Nancy Kulp – Jane Hathaway
Jane was the voice of reason through the chaos that is the Clampett’s household. As the bank assistant, it was her job to make sure they didn’t blow their fortune. Before hitting the big screen, Nancy Kulp was hitting the books receiving both her Bachelor’s in Journalism as well as a Master’s degree in both English and French. She also joined the United States Naval Reserve, ranking as a Lieutenant until she was Honorably discharged in 1946.

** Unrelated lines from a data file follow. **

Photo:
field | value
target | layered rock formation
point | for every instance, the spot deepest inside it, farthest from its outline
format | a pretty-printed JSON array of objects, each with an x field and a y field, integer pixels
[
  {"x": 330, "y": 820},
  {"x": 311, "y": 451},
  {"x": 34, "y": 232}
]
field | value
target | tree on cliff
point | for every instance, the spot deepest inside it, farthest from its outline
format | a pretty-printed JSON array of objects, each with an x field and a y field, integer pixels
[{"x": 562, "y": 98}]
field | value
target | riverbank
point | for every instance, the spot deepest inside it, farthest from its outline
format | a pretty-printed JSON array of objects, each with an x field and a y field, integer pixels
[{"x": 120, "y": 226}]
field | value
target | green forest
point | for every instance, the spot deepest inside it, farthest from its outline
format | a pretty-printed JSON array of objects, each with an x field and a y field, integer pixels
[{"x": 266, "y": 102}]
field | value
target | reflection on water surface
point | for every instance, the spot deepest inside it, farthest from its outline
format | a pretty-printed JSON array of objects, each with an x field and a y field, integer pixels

Her acting career started with The Model and the Marriage Broker in 1951 and her big break was as the neighborhood bird watcher Pamela Livingstone on The Bob Cummings Show, all before landing her infamous Ms. Hathaway. From then on, she was a household name, bringing the Clampetts back to reality each week. She reprised her role for the 1981 film The Return of the Beverly Hillbillies, before taking a hiatus from acting to pursue a political career as a Democratic nominee for the US House of Representatives from Pennsylvania’s 9th congressional district. Unfortunately, she lost this race but would go on to educate others with her acting wisdom and was still acting until her death in February 1991 from cancer at the age of 69.
Infamous Guest Stars
When you have a show this amazing, everyone wants in. Throughout the eight seasons, the show brought in all-star guest appearances. Elvia Allman (voice of Clarabelle Cow with Walt Disney) joined the show as Cousin Pearl’s supposed best friend, Elverna Bradshaw as she criticizes Pearl’s style and undermines her. As well as actor Alan Reed, the voice of Bedrock’s very own Fred Flintstone, multiple times in minor roles, most prominently as Gene Booth, a wrestler promoter trying to trick Elly May and the rest of the Clampetts. More famously, and even becoming a regular as another bank secretary and inside eyes for Mrs. Drysdale, renowned actress and victim of the Manson Murders, Sharon Tate was terrific.
What a show: 274 episodes consisting of106 black-and-white episodes and 168 color episodes. Nine seasons of family fun with the Clampetts as they bring the ways of the old country to the city of Beverly Hills, bringing laughter through the homes of America for 25 minutes each week with their all-star cast. “Y’all come back now ya hear!”